Под коллекцию в доме отводится несколько комнат. В одной – летучие создания этого мира. Средних размеров птер раскинул кожистые сморщенные крылья под низеньким потолком комнаты. У меня большие сомнения, что Чучельник изловил тварь своими силами – не думаю, что он справился бы. Ну, может, наткнулся на раненую птичку и добил ее. Здесь же и создания поменьше – от особей размером с голову человека до вполне приличных размеров. Крылья, когти, клюв и хвост – вот что объединяет тварей, собранных в этом помещении. Хотя при взгляде на некоторых у меня возникает справедливое сомнение, могут ли они вообще летать. Вспоминая эпизод с кукушкой, делаю вывод: летать вовсе необязательно, можно просто далеко прыгать.

В двух соседних комнатах собраны всевозможные ползучие гады и хищники. Уродливые тела змей, рептилий, ящериц, грызунов, представителей семейства кошачьих, парочка волколаков и другие малоизвестные мне твари, проследить путь эволюции которых представляется мне уже более сложным делом.

Благодаря чистому энтузиазму Чучельника коллекция довольно обширная. Жаль, научного интереса уже ни у кого не вызовет: нет уже научных институтов, перевелись ученые, давно не проводятся конференции и семинары в научных кругах.

Жемчужина коллекции – человекоподобные мутанты с различными уродствами, практически утратившие привычный облик. Таких в нашем мире нынче немало, сам не раз сталкивался. Как правило, это почти такие же животные, звери, хищники.

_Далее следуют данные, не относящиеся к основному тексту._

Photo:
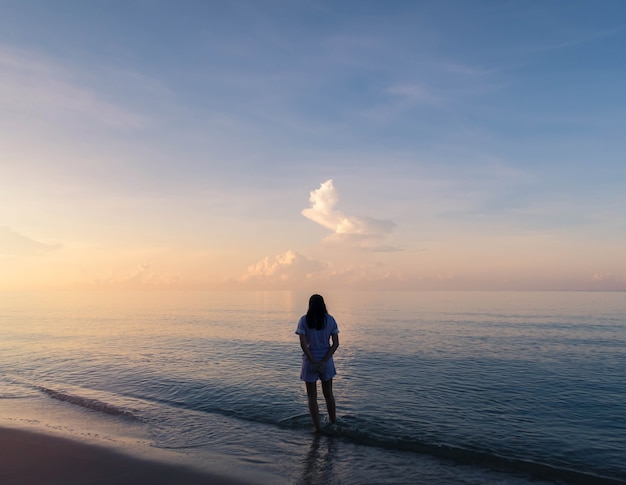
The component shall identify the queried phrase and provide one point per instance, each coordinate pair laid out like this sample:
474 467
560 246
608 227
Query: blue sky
176 144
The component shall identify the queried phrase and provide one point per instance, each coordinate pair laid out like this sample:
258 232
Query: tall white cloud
357 230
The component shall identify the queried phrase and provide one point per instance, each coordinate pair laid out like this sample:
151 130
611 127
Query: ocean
432 387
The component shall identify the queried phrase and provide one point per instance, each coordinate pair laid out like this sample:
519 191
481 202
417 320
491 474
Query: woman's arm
305 348
335 338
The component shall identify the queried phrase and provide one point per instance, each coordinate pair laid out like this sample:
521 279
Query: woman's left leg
311 392
327 389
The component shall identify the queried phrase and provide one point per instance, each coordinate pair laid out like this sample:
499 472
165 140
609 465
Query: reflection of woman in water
316 329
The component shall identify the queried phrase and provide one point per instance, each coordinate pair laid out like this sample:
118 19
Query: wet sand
32 458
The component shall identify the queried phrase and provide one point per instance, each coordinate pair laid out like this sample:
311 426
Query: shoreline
30 457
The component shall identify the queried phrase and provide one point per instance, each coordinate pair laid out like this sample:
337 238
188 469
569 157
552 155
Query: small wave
89 403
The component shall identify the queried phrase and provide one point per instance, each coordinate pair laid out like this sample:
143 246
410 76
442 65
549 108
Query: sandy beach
32 458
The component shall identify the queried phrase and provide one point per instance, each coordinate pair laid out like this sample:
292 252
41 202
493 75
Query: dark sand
29 458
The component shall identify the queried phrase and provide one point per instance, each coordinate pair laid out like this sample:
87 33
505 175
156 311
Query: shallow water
459 387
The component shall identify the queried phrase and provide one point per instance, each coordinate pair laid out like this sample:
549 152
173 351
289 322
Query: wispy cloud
142 277
363 232
289 267
14 244
33 85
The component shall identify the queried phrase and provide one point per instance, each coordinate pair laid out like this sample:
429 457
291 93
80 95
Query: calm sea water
432 387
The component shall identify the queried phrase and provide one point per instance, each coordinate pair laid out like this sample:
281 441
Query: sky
313 145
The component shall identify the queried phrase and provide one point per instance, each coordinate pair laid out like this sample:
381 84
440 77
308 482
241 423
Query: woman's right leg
311 392
327 389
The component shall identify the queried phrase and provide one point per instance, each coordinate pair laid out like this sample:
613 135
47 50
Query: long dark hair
316 315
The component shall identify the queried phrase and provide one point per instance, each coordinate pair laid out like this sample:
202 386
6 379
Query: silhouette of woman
316 330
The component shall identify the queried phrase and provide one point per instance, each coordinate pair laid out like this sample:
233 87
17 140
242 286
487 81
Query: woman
316 329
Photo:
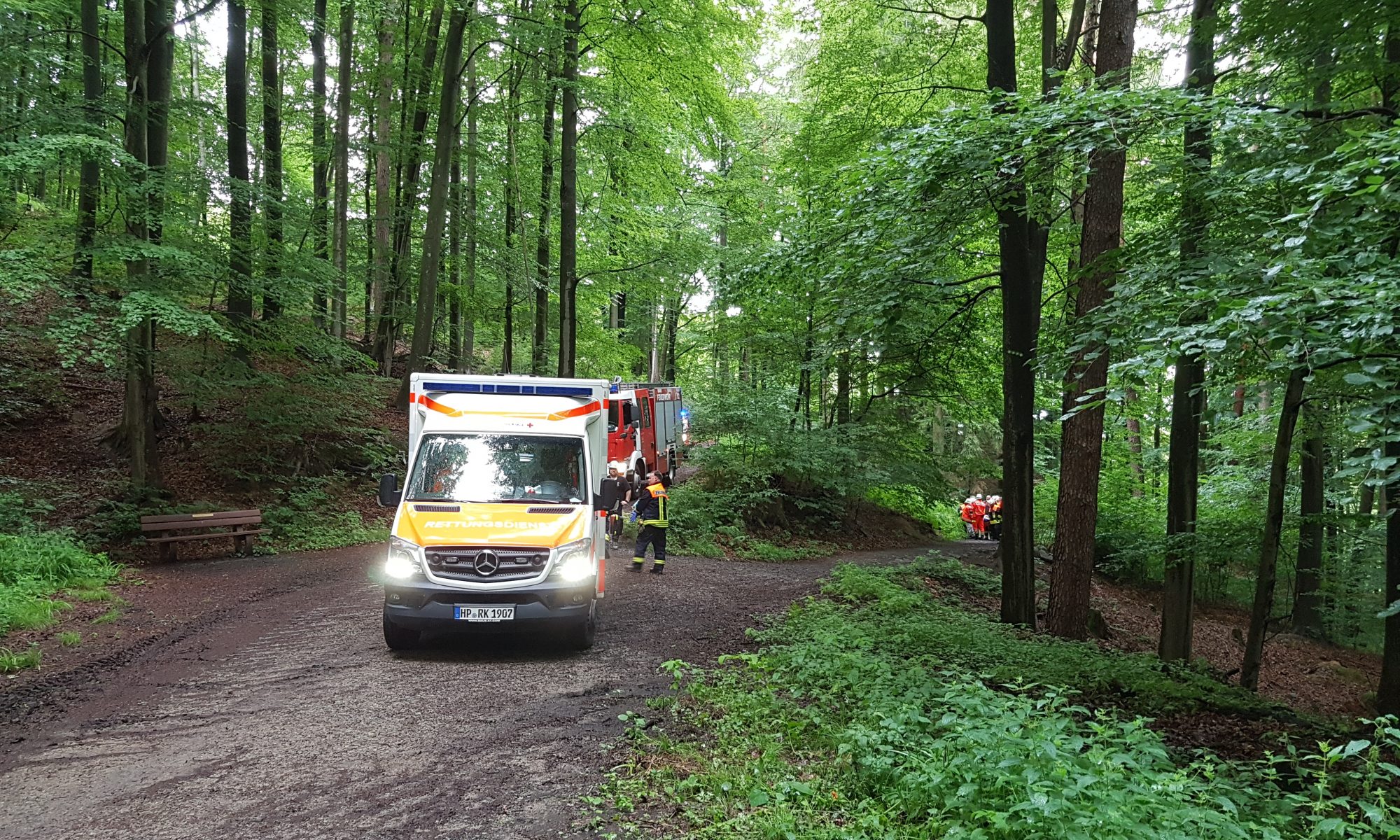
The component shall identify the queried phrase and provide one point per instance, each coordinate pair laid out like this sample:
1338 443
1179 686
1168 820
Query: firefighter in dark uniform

Чучельник живет не один – с дочерью. Такой же чумазой и странной. В ее диком взгляде я не могу прочесть человеческих чувств, только животные инстинкты. Сейчас, по-видимому, ее нет в доме, или прячется в одной из комнат-нор. Мне, в принципе, до нее нет никакого дела. Да и вообще лишняя минута пребывания здесь не доставляет никакой радости. Пусть и минуло уже двадцать лет с того дня, как развалился мир, а на свалку заезжала последняя мусорная машина, и все равно даже сейчас в коридорах дома Чучельника витает этот запах гнилости, так свойственный мусорным кучам.